Building the Data Foundation for Faster Time to Science in Healthcare

November 23, 2021

Contributed Commentary by Bill Lynch, Pure Storage

November 23, 2021 | The COVID-19 pandemic pushed advancements in medical science to speeds once considered impossible. Consider this: it took over 20 years to develop a vaccine for polio and now, just 60 years later, the COVID-19 vaccine was developed and distributed to millions in a little over a year. 

The speed at which the vaccine was developed along with other advancements realized during the pandemic, including information sharing that painted a more accurate picture of the spread of the virus and the development of therapeutic treatments, has set expectations for the future of medical science and further fueled an already voracious appetite for faster time to science. 

Genomics and artificial intelligence (AI) are key to this quest and at-scale advancement of personalized medicine. Both, however, require liquid data and modern data infrastructure that re-imagines the role of data and how it is used.

It All Comes Down to Data

Legacy infrastructure can’t keep up with the exponential growth of life sciences data. Groundbreaking discoveries depend on quick access to data from patient records, imaging, genomic sequencing, clinical trials and medical claims data. But data growth is only one element of the problem: analyzing all of it together to mine meaningful insights is equally challenging with legacy infrastructures that weren’t built for today’s data volume or compute requirements. 

Three areas where legacy approaches to data infrastructure and processing are falling short include:

  • AI and Drug Discovery: The use of artificial intelligence to support drug discovery requires high-performance computing and a data infrastructure to match. Storage and compute demands continually increase as machine learning (ML) algorithms learn from drug candidates, patient records, images, and sequencing. Plus, wider use of natural language processing to extract information from thousands of scientific journal articles requires scalable compute resources. As teams train algorithms and introduce new use cases for machine learning, they require ultra-fast, all-flash performance for access to billions of objects and files, enabling research teams to complete analytics in minutes instead of days or weeks. 
  • 3-D Modeling and High-throughput Drug Screening: The expanded use of 3-D modeling during all phases of drug discovery is increasing storage needs. Three-dimensional modeling includes target identification and validation. It also supports assay development to guide high-throughput screening strategies, lead optimization, and candidate selection. The automated testing of thousands of chemical and biological compounds creates significant demands on an enterprise’s infrastructure. An expandable data platform is becoming requisite to release the power of 3-D modeling and high-throughput screening. Requirements for this new era include the ability to load data rapidly and ensure the delivery of consistent, multi-dimensional performance, as well as the ability to scale on demand. 
  • Genomic Sequencing: Genomic sequencing workflows start with the production of base-pair sequencing reads, and a single sequencer can produce 20 to 48 sequence reads per day, resulting in terabytes of data. Most life sciences organizations employ fleets of sequencing instruments, so it is not uncommon to quickly accumulate petabytes of reads that are then assembled into whole genomes for biological data mining, visualization, and interpretation. To keep pace with data growth and support concurrent sequencing workflows, pharma and biotech research firms face the need to upgrade their IT infrastructures to deliver a quantum leap in speed, scale, and agility. Assembling, mining, and interpreting sequences (known as secondary and tertiary analysis) requires a high-performance compute environment built on a storage architecture that delivers low-latency IOPS and high throughput. In particular, secondary analysis demands high-performance storage to support metadata access and concurrency requirements. As the number of sequence reads grows, research organizations need non-disruptive capacity scaling to prevent disruption of sequencing runs and scientific analysis. 

Enabling a Modern Data Experience to Support Faster Time to Science

A modern, agile, and scalable data infrastructure provides the foundation life sciences organizations need to realize the full potential of data, with analytics and AI tools layered in to achieve faster time to science.  The ability to add compute and storage on demand is essential, but only characteristics of the modern data infrastructure and experience that life sciences organizations require to continue to remove obstacles and accelerate time to discovery and market.

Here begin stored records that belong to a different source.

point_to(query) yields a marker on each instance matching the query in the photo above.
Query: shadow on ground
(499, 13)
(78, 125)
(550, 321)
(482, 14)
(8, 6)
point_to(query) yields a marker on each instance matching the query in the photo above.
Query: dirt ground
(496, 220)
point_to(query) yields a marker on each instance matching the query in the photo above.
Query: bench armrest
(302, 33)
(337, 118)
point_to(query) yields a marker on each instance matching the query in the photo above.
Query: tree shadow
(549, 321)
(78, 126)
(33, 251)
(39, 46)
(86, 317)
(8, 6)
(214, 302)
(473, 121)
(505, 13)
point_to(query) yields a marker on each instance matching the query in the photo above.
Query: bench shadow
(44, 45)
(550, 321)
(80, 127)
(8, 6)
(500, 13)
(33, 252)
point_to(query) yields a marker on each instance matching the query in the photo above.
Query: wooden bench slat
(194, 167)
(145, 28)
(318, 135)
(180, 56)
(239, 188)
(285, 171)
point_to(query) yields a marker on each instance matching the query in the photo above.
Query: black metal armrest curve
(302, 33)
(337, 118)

Flexibility in the cloud is essential:  Scientific research organizations need flexible options for data strategy. Increasingly, this means hybrid solutions that combine servers and storage, on-premises or in the cloud. The applications and processes used in life sciences are constantly evolving and IT infrastructures must evolve with them to provide cloud-like economics and support containerized workloads. The need and desire is growing to consume storage offerings via a true utility model for increased budget optimization and on-demand scaling. Support for containers, orchestration, and hybrid cloud configurations—via managed service providers and co-location providers—are also capabilities that give IT leaders the agility to change workflow design, resources provisioning, and where applications live without being locked into a specific location. 

Speed fuels discovery:  The genomic sequencing and analysis workflows that drive biomedical discoveries demand storage that delivers high performance and low latency. Solutions that incorporate flash architecture with independent scaling of performance and capacity can deliver petabytes of throughput and low latency access to hundreds of millions of files. For secondary and tertiary analytics processes, including genome alignment and variant calling, this type of architecture can accelerate processes by three to four times or more.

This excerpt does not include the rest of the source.